CONFINDUSTRIA E IL SUD

Ecco il progetto presentato da Confindustria per ridurre le tasse al Sud, e far mettere in regola il lavoro sommerso.
Gli sconti sull'Irpeg
Anticipare la riduzione dell'aliquota legale dell'Irpeg al 25% già dal 2001 per le imprese che operano nel Mezzogiorno e il contestuale abbattimento di uno-due punti l'anno dell'aliquota per il resto del Paese.
Entro cinque anni anche le altre regioni raggiungerebbero il 25% di tassazione.
L'intervento lascerebbe inalterati i saldi della manovra.
Le risorse necessarie, infatti, - 450 miliardi nel 2001 -_ sarebbero fi-nanziabili con la rimodulazione dell'Irap e la cancellazione del bonus per i neoassunti.
Lotta al lavoro sommerso
Entro il 31 dicembre 2001 le imprese che vogliono emergere dichiarano la loro situazione: reddito e dipendenti.
Sul reddito dichiarato le imprese pagano un prelievo sostitutivo delle imposte sul reddito pari all'1% nel primo anno, al 15% nel secondo e al 25% dal terzo in poi.

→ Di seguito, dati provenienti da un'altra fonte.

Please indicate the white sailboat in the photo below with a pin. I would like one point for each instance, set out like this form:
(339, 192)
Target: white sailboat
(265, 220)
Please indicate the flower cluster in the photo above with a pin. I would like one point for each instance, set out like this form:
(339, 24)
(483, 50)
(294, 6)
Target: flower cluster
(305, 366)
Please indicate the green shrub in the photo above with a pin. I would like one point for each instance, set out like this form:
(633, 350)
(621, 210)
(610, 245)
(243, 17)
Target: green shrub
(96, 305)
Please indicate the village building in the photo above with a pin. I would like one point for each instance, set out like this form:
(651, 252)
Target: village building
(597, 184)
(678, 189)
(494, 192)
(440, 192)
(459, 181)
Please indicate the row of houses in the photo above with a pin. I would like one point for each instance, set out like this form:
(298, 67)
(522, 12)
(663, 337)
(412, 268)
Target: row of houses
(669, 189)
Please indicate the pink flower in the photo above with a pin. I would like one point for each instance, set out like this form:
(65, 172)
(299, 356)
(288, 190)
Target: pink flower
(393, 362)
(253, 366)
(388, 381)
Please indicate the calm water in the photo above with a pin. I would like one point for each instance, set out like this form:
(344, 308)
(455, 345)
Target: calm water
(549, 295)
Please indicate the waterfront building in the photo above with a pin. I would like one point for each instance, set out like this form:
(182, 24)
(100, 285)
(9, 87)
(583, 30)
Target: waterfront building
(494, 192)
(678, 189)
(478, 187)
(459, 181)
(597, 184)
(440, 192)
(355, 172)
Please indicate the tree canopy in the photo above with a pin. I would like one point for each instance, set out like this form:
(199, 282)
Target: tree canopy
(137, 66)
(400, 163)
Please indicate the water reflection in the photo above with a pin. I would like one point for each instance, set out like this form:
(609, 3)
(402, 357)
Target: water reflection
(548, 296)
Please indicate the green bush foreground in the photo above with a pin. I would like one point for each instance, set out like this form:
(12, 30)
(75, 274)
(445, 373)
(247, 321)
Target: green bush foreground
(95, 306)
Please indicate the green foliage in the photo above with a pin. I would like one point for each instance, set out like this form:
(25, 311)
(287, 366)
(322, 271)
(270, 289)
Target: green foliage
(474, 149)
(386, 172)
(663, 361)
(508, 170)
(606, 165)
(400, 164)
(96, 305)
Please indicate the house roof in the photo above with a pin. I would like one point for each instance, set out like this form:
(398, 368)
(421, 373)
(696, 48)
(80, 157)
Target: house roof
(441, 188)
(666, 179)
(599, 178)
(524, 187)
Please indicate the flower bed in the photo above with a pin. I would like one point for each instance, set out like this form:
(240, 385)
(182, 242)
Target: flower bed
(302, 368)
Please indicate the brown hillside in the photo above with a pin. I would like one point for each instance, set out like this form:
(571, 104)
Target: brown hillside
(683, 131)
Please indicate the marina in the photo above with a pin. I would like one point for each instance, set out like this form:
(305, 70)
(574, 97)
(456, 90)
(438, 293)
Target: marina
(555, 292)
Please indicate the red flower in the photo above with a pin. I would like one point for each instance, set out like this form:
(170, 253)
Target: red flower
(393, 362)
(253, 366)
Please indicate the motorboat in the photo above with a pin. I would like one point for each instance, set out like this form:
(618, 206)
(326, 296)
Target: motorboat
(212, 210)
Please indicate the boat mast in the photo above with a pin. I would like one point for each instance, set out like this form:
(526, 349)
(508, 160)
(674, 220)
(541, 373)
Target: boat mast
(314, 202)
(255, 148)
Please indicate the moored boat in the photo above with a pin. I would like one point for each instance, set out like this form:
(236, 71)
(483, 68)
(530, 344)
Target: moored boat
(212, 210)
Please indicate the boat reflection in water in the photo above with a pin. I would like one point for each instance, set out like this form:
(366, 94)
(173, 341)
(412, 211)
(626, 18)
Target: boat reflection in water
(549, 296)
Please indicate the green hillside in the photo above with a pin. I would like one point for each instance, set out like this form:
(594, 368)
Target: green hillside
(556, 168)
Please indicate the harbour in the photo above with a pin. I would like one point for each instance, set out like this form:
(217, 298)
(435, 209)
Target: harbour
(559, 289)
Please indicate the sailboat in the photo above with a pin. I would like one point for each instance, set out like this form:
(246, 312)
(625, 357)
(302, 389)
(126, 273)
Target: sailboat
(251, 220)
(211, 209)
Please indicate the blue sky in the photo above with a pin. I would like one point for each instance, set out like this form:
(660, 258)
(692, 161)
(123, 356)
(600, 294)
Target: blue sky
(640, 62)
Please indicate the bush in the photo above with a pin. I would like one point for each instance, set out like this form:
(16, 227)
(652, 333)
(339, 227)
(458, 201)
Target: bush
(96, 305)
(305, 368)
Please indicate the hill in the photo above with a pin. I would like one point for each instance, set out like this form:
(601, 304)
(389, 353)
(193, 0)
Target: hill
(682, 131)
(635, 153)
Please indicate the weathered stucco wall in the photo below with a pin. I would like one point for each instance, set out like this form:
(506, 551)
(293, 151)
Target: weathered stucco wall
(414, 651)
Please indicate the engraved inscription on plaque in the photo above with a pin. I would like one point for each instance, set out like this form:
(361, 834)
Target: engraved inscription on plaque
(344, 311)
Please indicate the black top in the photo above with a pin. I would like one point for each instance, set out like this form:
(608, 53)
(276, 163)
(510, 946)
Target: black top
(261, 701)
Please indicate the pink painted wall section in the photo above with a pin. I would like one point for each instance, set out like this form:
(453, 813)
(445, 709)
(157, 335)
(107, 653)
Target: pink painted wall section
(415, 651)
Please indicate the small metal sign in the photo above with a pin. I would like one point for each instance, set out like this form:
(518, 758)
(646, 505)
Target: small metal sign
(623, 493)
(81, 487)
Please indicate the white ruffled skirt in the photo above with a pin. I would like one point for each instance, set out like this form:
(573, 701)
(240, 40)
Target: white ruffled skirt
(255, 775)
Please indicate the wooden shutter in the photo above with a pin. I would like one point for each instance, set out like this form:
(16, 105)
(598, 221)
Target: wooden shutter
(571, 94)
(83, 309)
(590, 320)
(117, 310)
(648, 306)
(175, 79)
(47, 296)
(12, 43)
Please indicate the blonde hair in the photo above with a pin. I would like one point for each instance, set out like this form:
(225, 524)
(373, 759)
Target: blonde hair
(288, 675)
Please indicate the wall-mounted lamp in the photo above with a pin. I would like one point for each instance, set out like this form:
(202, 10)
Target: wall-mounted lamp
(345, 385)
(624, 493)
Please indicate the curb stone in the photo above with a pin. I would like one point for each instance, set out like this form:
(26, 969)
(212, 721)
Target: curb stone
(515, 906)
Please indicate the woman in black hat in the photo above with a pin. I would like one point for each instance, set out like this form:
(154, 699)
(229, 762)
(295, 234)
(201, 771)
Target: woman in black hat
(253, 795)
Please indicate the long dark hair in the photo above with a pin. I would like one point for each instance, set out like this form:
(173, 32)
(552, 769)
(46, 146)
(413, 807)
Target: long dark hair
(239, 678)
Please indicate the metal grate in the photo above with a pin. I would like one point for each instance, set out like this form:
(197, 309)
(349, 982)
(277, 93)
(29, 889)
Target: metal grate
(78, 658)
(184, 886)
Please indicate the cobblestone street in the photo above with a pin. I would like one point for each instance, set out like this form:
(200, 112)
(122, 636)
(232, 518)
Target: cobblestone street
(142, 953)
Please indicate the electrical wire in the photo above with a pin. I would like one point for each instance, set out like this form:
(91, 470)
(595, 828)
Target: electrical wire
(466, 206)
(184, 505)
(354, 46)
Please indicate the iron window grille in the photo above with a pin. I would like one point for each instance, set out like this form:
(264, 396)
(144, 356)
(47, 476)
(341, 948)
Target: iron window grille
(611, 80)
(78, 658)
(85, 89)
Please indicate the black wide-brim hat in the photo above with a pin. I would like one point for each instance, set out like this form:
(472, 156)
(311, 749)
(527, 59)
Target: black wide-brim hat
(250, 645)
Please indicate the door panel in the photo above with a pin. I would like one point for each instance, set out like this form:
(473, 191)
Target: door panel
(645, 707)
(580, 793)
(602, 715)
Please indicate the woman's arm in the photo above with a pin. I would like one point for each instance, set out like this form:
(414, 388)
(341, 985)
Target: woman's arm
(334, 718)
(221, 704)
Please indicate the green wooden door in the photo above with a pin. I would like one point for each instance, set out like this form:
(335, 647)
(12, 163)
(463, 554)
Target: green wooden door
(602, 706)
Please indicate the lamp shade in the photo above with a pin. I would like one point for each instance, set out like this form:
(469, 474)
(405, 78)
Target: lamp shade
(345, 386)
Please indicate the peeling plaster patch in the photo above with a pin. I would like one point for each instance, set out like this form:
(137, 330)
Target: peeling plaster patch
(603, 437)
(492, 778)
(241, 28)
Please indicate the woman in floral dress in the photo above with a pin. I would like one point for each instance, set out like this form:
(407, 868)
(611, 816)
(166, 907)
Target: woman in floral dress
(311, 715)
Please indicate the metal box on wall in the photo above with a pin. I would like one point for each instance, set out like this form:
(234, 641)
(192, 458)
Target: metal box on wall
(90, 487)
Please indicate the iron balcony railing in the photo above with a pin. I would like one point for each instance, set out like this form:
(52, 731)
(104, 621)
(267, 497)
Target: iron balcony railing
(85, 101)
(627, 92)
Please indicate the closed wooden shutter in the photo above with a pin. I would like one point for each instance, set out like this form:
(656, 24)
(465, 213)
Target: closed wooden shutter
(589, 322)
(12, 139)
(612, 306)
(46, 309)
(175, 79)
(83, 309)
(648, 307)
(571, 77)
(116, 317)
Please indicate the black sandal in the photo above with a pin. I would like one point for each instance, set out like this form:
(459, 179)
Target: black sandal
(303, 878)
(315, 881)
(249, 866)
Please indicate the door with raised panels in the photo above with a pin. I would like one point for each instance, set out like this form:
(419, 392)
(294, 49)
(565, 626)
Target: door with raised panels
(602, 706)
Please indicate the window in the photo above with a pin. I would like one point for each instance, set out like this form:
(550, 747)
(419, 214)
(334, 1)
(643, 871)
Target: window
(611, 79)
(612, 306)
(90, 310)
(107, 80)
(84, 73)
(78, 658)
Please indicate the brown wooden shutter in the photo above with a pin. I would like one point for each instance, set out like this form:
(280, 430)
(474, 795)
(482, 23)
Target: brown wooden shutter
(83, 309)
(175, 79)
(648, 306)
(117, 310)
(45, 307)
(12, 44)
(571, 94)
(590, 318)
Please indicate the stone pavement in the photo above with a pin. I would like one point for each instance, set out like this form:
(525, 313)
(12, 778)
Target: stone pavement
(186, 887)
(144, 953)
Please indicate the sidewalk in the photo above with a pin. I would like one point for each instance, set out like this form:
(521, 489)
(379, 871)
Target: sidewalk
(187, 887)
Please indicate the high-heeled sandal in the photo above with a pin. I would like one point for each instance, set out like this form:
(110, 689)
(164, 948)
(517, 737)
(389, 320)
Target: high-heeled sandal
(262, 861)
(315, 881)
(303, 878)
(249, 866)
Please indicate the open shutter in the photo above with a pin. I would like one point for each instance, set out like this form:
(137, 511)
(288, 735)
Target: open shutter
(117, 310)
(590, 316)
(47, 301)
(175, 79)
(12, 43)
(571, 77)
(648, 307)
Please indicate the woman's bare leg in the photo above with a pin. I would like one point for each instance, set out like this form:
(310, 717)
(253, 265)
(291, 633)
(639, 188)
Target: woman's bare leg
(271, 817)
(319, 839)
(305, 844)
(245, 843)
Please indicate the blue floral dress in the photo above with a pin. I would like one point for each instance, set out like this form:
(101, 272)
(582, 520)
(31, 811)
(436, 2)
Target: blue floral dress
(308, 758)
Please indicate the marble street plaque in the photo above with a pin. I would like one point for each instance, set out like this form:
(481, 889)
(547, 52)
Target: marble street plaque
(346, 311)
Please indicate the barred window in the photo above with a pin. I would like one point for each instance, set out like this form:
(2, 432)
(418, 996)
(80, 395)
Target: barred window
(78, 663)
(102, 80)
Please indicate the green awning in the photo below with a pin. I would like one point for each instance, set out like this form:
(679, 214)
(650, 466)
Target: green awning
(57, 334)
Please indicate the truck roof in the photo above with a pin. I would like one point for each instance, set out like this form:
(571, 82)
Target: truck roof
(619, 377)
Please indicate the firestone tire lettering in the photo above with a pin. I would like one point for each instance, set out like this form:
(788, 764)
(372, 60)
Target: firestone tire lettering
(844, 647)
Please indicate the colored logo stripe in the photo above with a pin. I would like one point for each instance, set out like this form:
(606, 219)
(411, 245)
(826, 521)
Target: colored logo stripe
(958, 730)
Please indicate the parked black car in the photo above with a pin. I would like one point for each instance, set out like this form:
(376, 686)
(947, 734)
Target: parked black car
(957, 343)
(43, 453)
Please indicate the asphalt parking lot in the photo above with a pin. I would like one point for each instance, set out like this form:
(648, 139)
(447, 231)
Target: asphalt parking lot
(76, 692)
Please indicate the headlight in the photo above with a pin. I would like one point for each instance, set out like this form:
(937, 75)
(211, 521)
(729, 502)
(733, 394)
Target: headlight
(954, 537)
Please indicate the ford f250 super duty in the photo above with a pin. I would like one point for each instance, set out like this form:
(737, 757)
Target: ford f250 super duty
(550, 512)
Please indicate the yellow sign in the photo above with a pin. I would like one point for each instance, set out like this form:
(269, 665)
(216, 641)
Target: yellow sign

Le ritenute Irpef e i contributi previdenziali dovuti dalle imprese si calcolano sul 20%, 40%, 60%, 80% e 100%, dal primo al quinto anno, del minimale previsto dai contratti di lavoro.
Sono esclusi interventi sanzionatori per il passato.
Le maggiori entrate derivanti dall'emersione saranno destinate alla riduzione del prelievo fiscale e contributivo su tutte le imprese a partire, ovviamente, dalla riduzione dell'Irpeg nel Mezzogiorno d'Italia.